According to Trustware’s research Simon Kenin, one or more attackers have exploited a known vulnerability in Mikrotik’s enterprise routers to inject errors pages with codes that use connecting systems to mine digital currency. Attackers have been running an exploit script to gain access over these routers and then installing a custom page which uses the system power to mine for cryptocoins.
To make things worse, the exploit is not unknown as Mikrotik has already caught the vulnerability and has patched it back in April so the blame falls to administrators, which have been slow to update the bug.
“To MikroTik’s credit, they patched the vulnerability within a day of its discovery, but unfortunately there are hundreds of thousands of unpatched (and thus vulnerable) devices still out there, and tens of thousands of them are in Brazil alone,” said Simon Kenin in its post.
While it appears that attacks are currently limited to routers and systems in Brazil, the research shows it is quickly spreading as servers connected to the router also start pushing the code to other web pages.

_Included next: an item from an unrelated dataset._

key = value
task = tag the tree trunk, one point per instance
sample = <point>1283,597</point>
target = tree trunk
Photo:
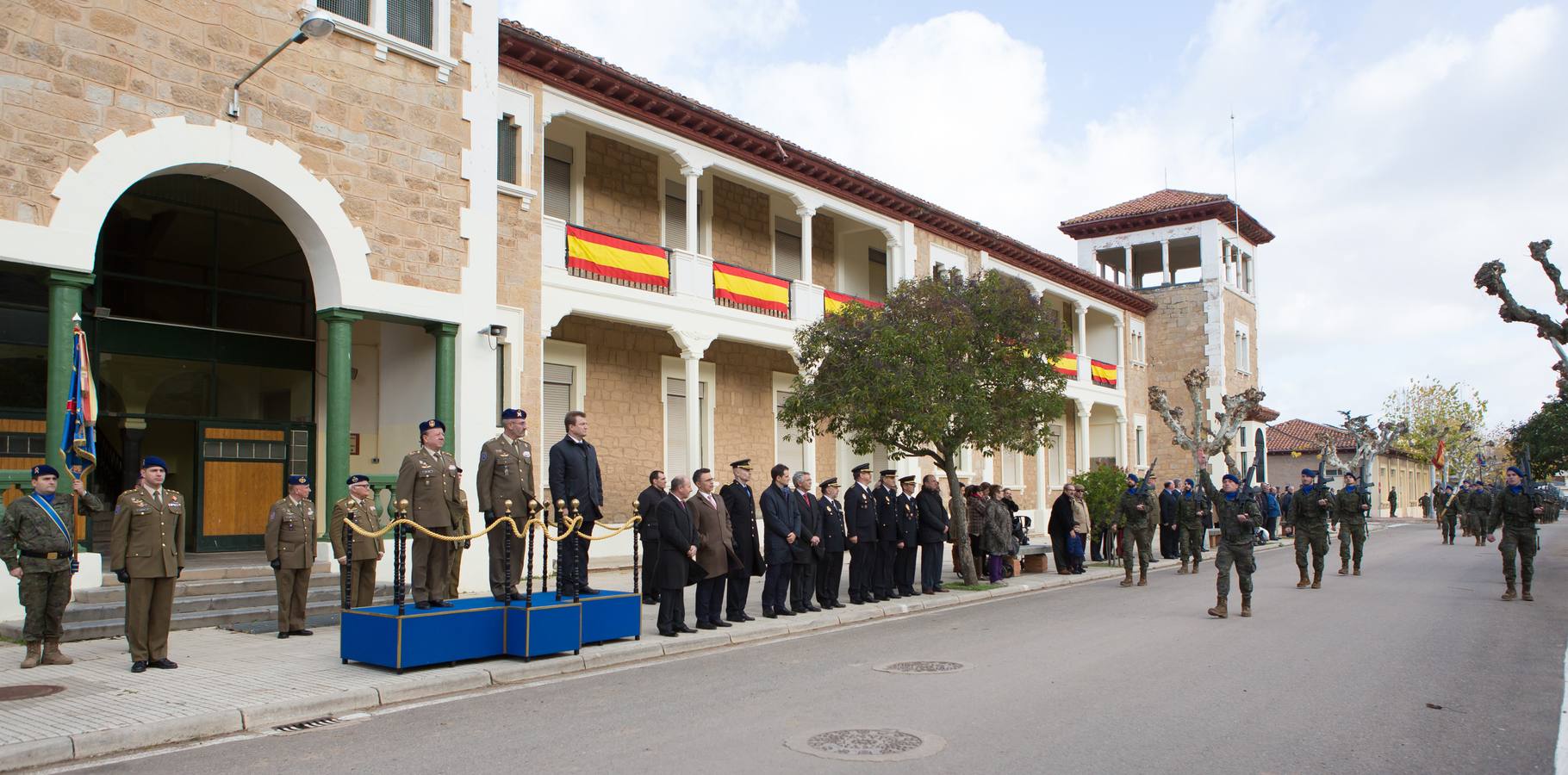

According to Kenin, the attack works in both directions as it impacts users who are not directly connected to the network but visit websites that are behind these infected routers.
The big problem is that there are currently hundreds of thousands of these devices around the world. Known ISPs, organizations and businesses use these devices and serve at least ten, if not hundreds of users daily.
If you are running a Mikrotik enterprise router, it would be wise to patch it immediately, and the researcher suggests that Mikrotik updates their firmware as soon as possible in order to stop the exploit.